We’ve had a week of beautiful weather here in Western Wisconsin. 70 Degree (Fahrenheit) days this late in the year are almost unheard of, but here they are. Pat and I have taken advantage of this pre-winter break to indulge in a series of porch visits with our children and friends. However, during these visits I noticed that frequently only 3 people were speaking in each foursome. Pat was mostly silent. When I asked her about it, she told me that everybody else was talking too fast and switching subjects too quickly for her to say anything.
Yesterday we were waking up together around 7 a.m. Pat made a comment about our family and I answered. Then I drifted along in that space between sleep and wakefulness for a minute, only to hear Pat then make a follow-up comment. This happened several times more, each statement following a long pause. Afterwards I thought about a duplicate bridge acquaintance named Carl I met in bridge tournaments and a friend of mine from grad school named Jim. Each talked slowly. They both tended to fade away during group conversations. With Jim, I discovered that I could only converse with him if I were willing to wait several seconds for a reply to any question I might ask. Only then did I discover that this quiet man often had brilliant ideas.
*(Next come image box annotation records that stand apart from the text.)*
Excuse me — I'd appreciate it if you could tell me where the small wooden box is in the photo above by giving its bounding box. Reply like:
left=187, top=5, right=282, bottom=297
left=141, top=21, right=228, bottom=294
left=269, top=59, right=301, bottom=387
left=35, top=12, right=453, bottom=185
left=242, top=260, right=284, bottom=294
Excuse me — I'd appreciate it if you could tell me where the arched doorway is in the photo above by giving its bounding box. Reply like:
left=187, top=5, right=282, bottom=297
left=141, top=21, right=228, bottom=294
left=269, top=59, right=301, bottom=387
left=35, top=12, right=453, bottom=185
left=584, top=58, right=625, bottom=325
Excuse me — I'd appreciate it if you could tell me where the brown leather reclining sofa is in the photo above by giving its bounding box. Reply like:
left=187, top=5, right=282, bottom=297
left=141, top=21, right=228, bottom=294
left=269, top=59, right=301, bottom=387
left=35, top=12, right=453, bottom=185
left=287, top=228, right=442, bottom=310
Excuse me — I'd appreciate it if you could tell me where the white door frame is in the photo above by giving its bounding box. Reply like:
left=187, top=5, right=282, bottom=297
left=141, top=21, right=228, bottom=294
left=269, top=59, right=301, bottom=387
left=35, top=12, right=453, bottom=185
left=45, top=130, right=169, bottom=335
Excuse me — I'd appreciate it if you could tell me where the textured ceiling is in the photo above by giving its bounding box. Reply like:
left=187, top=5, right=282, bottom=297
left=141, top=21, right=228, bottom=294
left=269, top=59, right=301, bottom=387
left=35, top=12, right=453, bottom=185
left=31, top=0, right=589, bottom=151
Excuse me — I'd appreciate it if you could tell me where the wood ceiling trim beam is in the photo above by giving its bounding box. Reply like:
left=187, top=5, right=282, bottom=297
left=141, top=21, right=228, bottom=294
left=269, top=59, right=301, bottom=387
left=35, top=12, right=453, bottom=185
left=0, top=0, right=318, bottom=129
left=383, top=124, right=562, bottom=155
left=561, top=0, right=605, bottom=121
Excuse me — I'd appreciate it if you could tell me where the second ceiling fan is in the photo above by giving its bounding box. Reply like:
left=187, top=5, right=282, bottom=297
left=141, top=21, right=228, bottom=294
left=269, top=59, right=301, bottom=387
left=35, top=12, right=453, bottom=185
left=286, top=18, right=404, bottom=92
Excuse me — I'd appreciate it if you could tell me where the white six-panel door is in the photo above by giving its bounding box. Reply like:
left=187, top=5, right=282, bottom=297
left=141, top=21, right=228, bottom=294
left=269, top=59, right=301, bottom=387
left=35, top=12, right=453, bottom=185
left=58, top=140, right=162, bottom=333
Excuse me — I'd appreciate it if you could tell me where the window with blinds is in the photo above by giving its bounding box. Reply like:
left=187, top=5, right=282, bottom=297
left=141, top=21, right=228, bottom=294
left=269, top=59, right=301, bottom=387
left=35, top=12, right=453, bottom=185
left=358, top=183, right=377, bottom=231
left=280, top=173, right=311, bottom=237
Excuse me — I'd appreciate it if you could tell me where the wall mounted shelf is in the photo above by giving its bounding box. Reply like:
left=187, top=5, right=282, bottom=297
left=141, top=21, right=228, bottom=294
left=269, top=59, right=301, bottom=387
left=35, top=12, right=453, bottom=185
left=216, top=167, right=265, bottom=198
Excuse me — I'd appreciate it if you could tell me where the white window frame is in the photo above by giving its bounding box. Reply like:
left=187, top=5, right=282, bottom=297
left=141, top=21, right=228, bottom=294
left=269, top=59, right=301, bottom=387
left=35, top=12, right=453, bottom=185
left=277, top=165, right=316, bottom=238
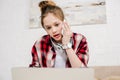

The one place in which Pat does get a good chance to speak is our book club. Members there know Pat has Lewy Body. They take time to ask for her thoughts and then they wait awhile for her to respond. I think they do so because they’ve discovered that Pat will say something interesting and informative when they give her time.
Lewy Body has slowed Pat’s conversation rate. I need to remember to allow time for her to consider and deliver her thoughts when we talk. Also, I think we need to let family and friends know our situation. Otherwise, they might ask Pat a question and then go on to someone else before she has a chance to respond.
Pat’s comments on How Can We Keep Pat Involved in the Conversation?
Ron: How does it feel when you can’t get in a word edgewise?
Pat: I feel there is very little purpose in talking because my words won’t have any real effect. I feel like what I’m saying isn’t making much of a difference to you guys and I need to know what I could say that would make a difference. If nobody takes the time to listen to me then I don’t feel like I matter. It makes me feel unimportant. If I am really a friend of yours then I want to know you can accept what I am saying equally to what you’re saying and not pretend to be doing that when you’re not.